5/02/2013

05-02-13 - Simple C++0x style LF structs and adapter for x86-Windows

I've seen a lot of lockfree libraries out there that are total crap. Really weird non-standard ways of doing things, or overly huge and complex.

I thought I'd make a super simple one in the correct modern style. Download : cbliblf.zip

(If you want a big fully functional much-more-complete library, Intel TBB is the best I've seen. The problem with TBB is that it's huge and entangled, and the license is not clearly free for all use).

There are two pieces here :

"cblibCpp0x.h" provides atomic and such in C++0x style for MSVC/Windows/x86 compilers that don't have real C++0x yet. I have made zero attempt to make this header syntatically identical to C++0x, there are various intentional and unintentional differences.

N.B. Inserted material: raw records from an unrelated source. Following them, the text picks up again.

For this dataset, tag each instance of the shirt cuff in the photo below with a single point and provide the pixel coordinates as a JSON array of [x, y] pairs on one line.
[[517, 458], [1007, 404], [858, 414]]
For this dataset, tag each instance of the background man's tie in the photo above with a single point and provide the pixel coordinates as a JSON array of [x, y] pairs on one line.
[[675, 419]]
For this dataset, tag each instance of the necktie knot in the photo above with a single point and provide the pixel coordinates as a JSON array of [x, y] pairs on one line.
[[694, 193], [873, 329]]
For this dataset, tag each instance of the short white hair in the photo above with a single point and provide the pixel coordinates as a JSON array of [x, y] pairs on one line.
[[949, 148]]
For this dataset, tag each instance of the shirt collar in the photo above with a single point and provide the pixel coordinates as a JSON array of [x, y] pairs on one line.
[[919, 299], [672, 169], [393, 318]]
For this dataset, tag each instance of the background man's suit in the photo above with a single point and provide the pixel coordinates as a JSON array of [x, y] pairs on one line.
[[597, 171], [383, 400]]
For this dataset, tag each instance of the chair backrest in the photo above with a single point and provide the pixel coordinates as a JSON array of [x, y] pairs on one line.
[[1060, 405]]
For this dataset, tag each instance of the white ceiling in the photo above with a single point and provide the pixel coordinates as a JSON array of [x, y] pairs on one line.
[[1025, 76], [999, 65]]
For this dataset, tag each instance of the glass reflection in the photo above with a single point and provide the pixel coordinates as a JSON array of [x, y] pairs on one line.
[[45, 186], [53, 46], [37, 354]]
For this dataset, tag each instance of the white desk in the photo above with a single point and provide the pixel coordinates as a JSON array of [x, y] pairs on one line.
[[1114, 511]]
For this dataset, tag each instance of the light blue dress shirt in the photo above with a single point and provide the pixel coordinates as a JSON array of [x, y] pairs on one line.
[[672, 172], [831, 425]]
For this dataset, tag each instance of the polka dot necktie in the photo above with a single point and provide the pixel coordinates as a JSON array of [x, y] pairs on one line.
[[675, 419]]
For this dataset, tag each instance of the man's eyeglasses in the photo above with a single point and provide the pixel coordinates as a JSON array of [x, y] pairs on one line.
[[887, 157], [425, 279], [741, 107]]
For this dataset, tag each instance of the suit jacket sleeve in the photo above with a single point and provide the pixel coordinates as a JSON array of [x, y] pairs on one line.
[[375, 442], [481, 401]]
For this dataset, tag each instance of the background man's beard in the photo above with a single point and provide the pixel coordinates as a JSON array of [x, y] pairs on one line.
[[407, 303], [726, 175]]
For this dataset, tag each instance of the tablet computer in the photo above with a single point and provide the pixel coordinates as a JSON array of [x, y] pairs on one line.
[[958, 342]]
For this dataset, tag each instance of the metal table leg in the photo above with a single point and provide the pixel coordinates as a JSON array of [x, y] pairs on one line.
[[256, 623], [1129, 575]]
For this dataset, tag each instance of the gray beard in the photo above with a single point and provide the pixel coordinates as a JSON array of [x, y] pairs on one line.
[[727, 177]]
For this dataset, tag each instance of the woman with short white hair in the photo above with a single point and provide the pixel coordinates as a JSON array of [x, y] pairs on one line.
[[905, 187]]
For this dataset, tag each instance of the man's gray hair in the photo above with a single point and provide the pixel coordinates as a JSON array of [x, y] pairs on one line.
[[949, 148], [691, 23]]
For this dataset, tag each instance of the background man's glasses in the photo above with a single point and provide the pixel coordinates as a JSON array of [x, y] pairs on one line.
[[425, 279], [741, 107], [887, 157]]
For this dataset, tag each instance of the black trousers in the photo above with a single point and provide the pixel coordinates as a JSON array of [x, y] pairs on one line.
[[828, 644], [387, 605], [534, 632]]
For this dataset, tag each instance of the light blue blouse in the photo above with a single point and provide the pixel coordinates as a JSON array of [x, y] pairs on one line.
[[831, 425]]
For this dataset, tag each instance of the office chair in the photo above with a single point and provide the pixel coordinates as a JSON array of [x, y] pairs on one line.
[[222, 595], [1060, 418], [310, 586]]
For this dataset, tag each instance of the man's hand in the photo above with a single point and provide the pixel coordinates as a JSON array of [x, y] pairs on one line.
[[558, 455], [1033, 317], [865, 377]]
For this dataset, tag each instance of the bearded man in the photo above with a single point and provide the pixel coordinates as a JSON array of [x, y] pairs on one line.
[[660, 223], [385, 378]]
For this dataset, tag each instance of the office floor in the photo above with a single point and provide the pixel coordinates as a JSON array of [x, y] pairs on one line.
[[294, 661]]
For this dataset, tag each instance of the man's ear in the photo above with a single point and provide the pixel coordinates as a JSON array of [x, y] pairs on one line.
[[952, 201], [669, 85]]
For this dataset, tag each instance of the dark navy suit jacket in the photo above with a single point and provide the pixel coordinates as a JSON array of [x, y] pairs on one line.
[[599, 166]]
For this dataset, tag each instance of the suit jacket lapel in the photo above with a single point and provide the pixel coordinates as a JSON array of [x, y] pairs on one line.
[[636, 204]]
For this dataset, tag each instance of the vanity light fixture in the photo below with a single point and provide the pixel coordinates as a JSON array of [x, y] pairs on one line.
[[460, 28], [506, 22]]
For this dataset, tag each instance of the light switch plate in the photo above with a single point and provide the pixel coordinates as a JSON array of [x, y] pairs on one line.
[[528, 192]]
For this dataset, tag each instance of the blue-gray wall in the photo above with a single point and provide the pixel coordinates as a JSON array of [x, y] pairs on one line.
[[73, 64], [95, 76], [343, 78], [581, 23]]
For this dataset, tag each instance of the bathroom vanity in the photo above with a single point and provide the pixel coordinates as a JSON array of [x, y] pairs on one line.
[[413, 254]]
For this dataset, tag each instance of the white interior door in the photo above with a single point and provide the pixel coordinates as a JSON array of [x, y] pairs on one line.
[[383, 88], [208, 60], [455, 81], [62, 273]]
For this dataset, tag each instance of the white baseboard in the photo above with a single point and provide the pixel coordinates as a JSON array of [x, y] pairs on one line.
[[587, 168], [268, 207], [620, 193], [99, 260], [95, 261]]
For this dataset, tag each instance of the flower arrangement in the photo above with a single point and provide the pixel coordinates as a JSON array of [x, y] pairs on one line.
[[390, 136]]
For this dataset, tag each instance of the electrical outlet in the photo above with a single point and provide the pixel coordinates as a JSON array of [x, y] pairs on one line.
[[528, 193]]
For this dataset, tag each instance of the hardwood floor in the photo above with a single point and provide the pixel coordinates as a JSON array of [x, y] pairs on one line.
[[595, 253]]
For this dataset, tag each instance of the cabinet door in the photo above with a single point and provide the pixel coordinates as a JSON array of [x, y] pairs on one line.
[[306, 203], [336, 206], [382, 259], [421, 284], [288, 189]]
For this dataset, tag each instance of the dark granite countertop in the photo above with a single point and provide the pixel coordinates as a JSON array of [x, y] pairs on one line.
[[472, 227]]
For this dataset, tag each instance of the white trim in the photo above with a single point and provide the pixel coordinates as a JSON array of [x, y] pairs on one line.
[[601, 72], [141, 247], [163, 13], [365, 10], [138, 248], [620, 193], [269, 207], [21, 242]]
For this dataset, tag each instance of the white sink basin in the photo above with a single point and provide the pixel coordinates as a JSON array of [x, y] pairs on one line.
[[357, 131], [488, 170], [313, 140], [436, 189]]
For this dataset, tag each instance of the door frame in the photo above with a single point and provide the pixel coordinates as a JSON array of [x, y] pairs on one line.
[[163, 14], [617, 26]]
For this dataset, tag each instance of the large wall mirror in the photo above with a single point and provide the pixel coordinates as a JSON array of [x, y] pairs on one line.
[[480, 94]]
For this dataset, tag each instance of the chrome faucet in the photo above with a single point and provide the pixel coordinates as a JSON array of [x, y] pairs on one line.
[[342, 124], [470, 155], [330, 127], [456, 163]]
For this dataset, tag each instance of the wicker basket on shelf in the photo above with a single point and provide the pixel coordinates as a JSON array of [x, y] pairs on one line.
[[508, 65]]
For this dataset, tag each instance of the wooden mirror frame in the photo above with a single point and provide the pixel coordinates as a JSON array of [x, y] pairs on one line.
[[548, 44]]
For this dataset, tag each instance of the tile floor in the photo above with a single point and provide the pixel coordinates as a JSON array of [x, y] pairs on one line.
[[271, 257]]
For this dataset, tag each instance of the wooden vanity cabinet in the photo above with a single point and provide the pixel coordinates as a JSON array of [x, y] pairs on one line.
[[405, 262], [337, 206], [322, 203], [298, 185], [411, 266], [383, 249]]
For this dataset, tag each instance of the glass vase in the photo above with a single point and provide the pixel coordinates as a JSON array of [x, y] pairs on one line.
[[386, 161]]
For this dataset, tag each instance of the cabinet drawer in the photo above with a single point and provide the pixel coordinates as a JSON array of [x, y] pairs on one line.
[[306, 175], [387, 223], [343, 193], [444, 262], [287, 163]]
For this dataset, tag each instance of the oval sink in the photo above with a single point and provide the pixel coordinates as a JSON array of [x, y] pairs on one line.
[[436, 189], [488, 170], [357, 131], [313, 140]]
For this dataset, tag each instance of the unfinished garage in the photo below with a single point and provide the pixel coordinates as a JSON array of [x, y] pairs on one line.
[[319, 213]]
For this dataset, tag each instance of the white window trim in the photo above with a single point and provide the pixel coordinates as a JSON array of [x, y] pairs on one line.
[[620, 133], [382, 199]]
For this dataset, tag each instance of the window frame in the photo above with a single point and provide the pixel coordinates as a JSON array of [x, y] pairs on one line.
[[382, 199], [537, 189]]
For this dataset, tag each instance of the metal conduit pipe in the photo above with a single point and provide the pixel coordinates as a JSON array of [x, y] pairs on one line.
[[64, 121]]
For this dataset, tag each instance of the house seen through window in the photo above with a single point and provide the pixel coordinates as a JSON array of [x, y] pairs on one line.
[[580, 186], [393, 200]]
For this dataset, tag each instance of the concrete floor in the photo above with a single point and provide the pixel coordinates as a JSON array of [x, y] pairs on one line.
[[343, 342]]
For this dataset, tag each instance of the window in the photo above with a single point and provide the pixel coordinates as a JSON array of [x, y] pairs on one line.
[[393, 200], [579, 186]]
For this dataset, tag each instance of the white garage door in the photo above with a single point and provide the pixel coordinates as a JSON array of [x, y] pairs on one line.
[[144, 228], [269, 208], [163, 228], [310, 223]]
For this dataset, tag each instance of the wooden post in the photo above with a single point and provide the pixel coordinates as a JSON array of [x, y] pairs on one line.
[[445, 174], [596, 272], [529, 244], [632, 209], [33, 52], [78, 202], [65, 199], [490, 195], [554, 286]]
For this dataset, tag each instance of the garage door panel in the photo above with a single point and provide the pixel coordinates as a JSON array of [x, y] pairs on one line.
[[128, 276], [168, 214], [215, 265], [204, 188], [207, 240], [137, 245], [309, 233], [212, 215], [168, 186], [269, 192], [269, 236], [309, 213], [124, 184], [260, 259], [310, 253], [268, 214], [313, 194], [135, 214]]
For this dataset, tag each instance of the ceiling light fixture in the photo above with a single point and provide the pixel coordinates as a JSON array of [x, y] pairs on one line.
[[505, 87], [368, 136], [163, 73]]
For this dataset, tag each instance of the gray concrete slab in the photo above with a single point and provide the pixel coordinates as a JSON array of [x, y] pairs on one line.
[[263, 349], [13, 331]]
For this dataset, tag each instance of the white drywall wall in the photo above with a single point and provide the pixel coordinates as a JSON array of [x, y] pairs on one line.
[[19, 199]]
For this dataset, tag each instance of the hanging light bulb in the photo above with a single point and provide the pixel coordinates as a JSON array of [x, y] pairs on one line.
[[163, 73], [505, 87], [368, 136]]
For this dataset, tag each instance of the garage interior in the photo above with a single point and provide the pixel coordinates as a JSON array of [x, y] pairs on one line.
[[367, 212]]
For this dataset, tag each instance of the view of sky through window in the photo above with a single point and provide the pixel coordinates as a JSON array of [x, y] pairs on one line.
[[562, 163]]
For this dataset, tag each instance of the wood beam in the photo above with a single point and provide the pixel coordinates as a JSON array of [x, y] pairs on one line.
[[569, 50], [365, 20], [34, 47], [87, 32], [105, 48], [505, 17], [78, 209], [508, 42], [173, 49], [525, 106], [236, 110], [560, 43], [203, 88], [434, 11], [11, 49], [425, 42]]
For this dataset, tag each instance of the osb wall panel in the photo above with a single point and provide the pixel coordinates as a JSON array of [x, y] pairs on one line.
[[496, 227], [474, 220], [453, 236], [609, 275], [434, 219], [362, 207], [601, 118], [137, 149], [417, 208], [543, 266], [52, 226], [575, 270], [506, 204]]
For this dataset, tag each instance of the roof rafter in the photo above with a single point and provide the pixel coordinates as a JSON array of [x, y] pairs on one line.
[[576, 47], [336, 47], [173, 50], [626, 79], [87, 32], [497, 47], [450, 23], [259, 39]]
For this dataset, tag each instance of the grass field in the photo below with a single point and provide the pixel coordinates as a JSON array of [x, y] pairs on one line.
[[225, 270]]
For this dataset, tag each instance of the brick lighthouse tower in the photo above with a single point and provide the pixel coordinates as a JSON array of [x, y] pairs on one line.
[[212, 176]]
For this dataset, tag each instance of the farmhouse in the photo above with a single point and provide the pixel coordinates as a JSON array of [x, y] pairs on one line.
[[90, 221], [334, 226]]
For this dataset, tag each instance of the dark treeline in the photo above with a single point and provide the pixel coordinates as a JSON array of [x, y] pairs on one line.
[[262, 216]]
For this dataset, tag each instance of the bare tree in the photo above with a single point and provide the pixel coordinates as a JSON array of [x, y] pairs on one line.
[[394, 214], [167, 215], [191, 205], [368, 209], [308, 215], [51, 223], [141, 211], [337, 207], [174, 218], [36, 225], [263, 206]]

"cblibLF.h" provides some simple lockfree utilities (mostly queues) built on C++0x atomics.

"cblibCpp0x.h" is kind of by design not at all portable. "cblibLF.h" should be portable to any C++0x platform.

WARNING : this stuff is not super well tested because it's not what I use in Oodle. I've mostly copy-pasted this from my Relacy test code, so it should be pretty strong but there may have been some copy-paste errors.

ADDENDUM : In case it's not clear, you do not *want* to use "cblibCpp0x.h". You want to use real Cpp0x atomics provided by your compiler. This is a temporary band-aid so that people like me who use old compilers can get a cpp0x stand-in, so that they can do work using the modern syntax. If you're on a gcc platform that has the __atomic extensions but not C1X, use that.

You should be able to take any of the C++0x-style lockfree code I've posted over the years and use it with "cblibCpp0x.h" , perhaps with some minor syntactic fixes. eg. you could take the fastsemaphore wrapper and put the "semaphore" from "cblibCpp0x.h" in there as the base semaphore.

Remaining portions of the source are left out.